The Citizenship Amendment Bill, moved by Home Minister Amit Shah in the Lok Sabha on Monday, is the first step in that direction.

If passed into law, it will pave the way for India’s transformation into a Hindu Rashtra (nation), bypassing the commitment to secularism in the Constitution.

The bill seeks to amend the Citizenship Act to empower the government to grant citizenship to non-Muslims from the neighbouring Muslim countries of Afghanistan, Pakistan and Bangladesh.

The Act, as it now stands, makes no reference to any religion. The new measure seeks to grant citizenship to Hindu, Sikh, Buddhist, Jain, Parsi and Christians from Afghanistan, Pakistan and Bangladesh who had entered India illegally if they have been living here for six years.

The list of beneficiary communities makes it clear that the objective is to exclude Muslims. The Bharatiya Janata Party claims the bill has been designed to help minorities facing persecution in neighbouring countries.

Rohingya Muslims of Myanmar are the worst persecuted minority in India’s neighbourhood at present. They are excluded. In fact, India has been deporting Rohingya refugees.

While announcing the proposal to extend the NRC scheme, devised to deal with large-scale illegal immigration into Assam from erstwhile East Pakistan, Amit Shah had set the election year of 2024 as the deadline for completion of the process nationwide.

It indicated that the BJP views the NRC exercise as a means of polarising the entire country on religious lines for electoral gains.

Assam’s NRC was prepared during the 1951 census. It resulted in the division of the state’s population into two categories: Indian citizens and illegal immigrants.

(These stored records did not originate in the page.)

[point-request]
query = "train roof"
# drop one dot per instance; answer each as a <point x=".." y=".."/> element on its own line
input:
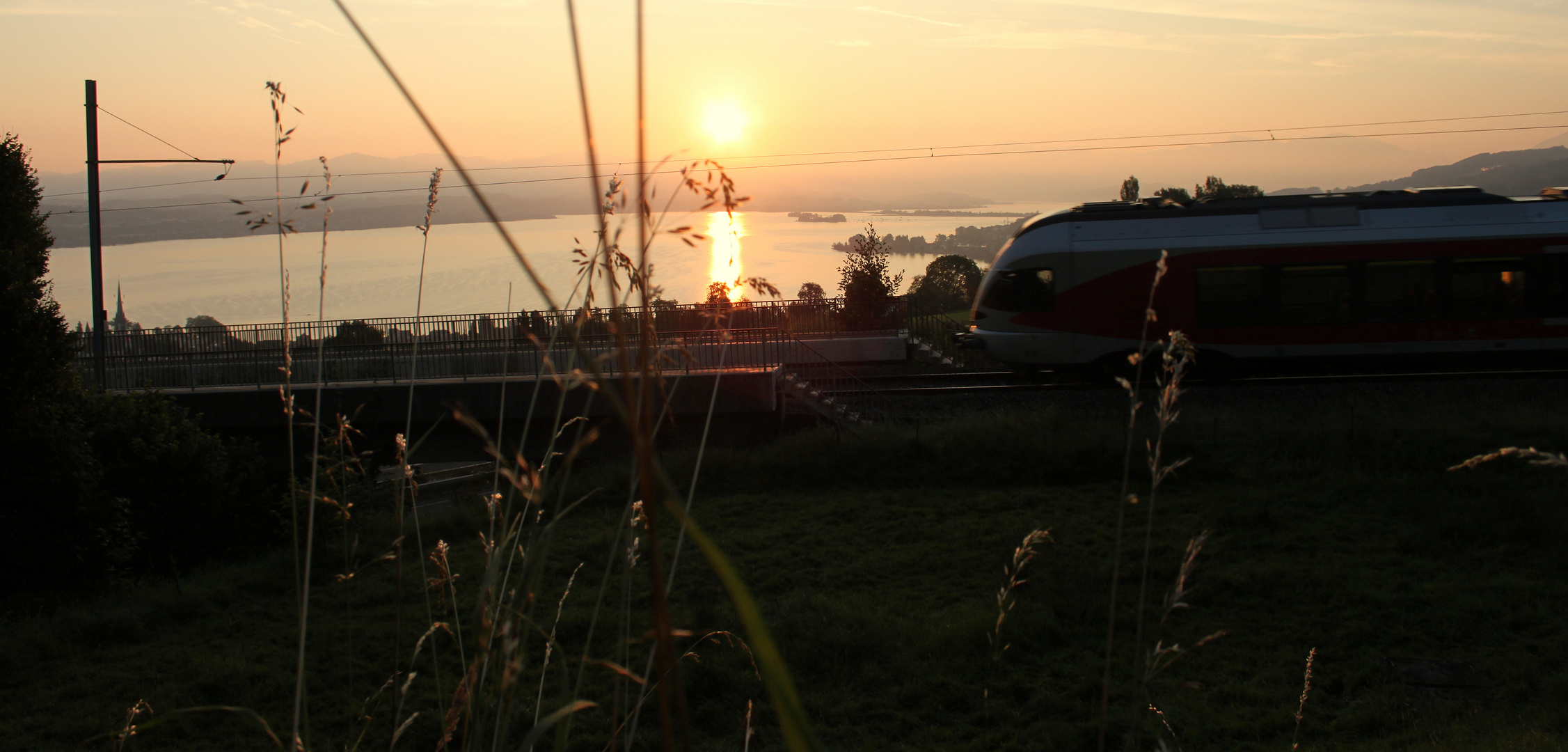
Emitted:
<point x="1167" y="210"/>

Demographic changes resulting from the waves of migration that followed Partition and the Pakistan army crackdown on East Pakistan engendered fears in Assamese minds of being reduced to a minority in their own homeland.

The Assam Accord of 1985 signed by the state government with the All Assam Students Union and the All Assam Gana Sangram Paishad, which had conducted a protracted agitation on the issue of illegal immigration, provided for revision of the NRC and expulsion of those identified as illegal immigrants.

At that stage illegal immigration was essentially an Assamese-Bengali issue. The BJP turned it into a Hindu-Muslim issue and earned electoral dividends.

The predominantly tribal Northeastern states, several of them with large Christian populations, have also voiced concern over illegal immigration. There, too, the issue is not one of religion: it is tribal vs non-tribal.  

When NRC revision in Assam was completed last August, the BJP voiced dissatisfaction over the inclusion of many Muslims in it and the exclusion of many Hindus, confirming its communal approach to the issue.

Those who failed to qualify as citizens are now being held in detention camps in the state. The national NRC is sure to lead to such camps in other states, too, as it will not be possible to deport the alleged illegal immigrants to any country.

The Assam NRC exercise was overseen by an officer appointed by the Supreme Court. When it is extended nationwide the Modi government will have the opportunity to pick officers to do the job.

India’s Muslim population, which stood at over 172 million at the last census in 2011, is the world’s third largest after those of Indonesia and Pakistan. It constituted 14.2 per cent of India’s total.

The nationwide NRC project is a veritable Sword of Damocles hanging over the heads of all citizens, especially the largest minorities.

Given the communal orientation of the political leadership in many states and the corrupt disposition of officials, the NRC exercise has the potential to harass all citizens, not merely those belonging to minority communities, by simply calling for the birth certificates and marriage certificates of parents and grandparents, which they may be unable to locate.

Several opposition parties and almost the entire civil society have objected to the bill as it violates the Constitutional provision barring discrimination on grounds of religion.

The BJP has the numbers to ensure the passage of the bill in the Lok Sabha. Although it lacks a majority in the Rajya Sabha, it may be able to hustle the measure through that house too by working out deals with leaders of small parties. But it will still have to contend with the Judiciary and enlightened public opinion.